First, is this op-ed in Education Week by Rick Hess, a fellow at the conservative American Education Institute. Mr. Hess is concerned about certain criticisms of charter schools in Washington, D.C., specifically, that critics of these charter schools will not be able to "meet the needs of low-performing, English-language learners and special education students." Mr. Hess believes that highest achieving students in the D.C. area deserve to have access to better performing private/public charter schools, and that it is unfair for bureaucrats to prevent the upward mobility of these inner-city students because of the needs of low-performing students. He goes on to say that "the notion that families and students in DC shouldn't have access to a high quality liberal arts curriculum just because many students in DC need something more remedial in scope strikes me as a perverse vision of 'social justice.'"
I disagree.
Second, is this piece from Disabled World on the social construction of disability, a topic that I briefly touched upon yesterday, by Wendy Taormina-Weiss. Ms. Taormina-Weiss emphasizes the application of new technologies such as email, web conferences, and cell phones, that allow persons with disabilities the ability to access situations in which they do not manifest themselves as disabled.
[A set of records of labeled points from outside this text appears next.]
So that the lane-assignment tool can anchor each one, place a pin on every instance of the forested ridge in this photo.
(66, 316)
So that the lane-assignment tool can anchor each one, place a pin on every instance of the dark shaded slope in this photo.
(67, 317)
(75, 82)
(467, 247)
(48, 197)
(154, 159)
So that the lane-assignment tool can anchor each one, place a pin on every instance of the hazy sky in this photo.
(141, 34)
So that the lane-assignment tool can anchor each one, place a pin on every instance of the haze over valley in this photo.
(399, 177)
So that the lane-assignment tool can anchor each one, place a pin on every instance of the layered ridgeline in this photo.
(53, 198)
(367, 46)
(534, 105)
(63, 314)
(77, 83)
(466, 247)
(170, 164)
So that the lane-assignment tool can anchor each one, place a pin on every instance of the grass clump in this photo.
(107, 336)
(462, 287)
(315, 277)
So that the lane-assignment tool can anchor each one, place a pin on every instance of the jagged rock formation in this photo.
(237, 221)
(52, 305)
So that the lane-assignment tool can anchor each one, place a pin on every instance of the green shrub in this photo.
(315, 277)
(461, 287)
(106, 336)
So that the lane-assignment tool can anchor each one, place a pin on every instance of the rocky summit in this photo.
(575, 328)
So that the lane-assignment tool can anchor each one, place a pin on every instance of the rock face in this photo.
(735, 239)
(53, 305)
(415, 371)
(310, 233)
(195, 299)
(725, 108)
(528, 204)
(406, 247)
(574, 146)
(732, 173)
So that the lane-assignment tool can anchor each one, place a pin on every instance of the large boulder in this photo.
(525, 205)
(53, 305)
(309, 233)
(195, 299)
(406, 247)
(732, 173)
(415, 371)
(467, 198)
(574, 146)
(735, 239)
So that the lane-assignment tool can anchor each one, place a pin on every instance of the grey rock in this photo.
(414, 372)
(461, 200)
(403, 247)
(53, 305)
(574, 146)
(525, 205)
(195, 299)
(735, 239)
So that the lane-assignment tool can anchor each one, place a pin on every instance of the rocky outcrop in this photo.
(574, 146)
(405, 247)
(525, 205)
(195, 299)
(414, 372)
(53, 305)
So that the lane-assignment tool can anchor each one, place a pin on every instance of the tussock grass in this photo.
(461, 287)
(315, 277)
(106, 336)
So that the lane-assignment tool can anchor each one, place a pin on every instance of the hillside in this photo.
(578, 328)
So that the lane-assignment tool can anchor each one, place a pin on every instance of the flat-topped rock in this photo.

She says:
The world today still finds many people viewing those who experience forms of disabilities in ways that are incorrect or misconceived. For example, some people still view the experience of a disability as the person’s entire life instead of something that is located within their body or mind and merely a part of who they are. Social constructions identifying people with disabilities with the diagnosis they have received from a physician such as autism, intellectual disability, cognitive disorders, or many other forms of disabilities identified through use of medical terminology are still used to label and somehow construct the entire perceptions of some in association with a person who experiences a disability.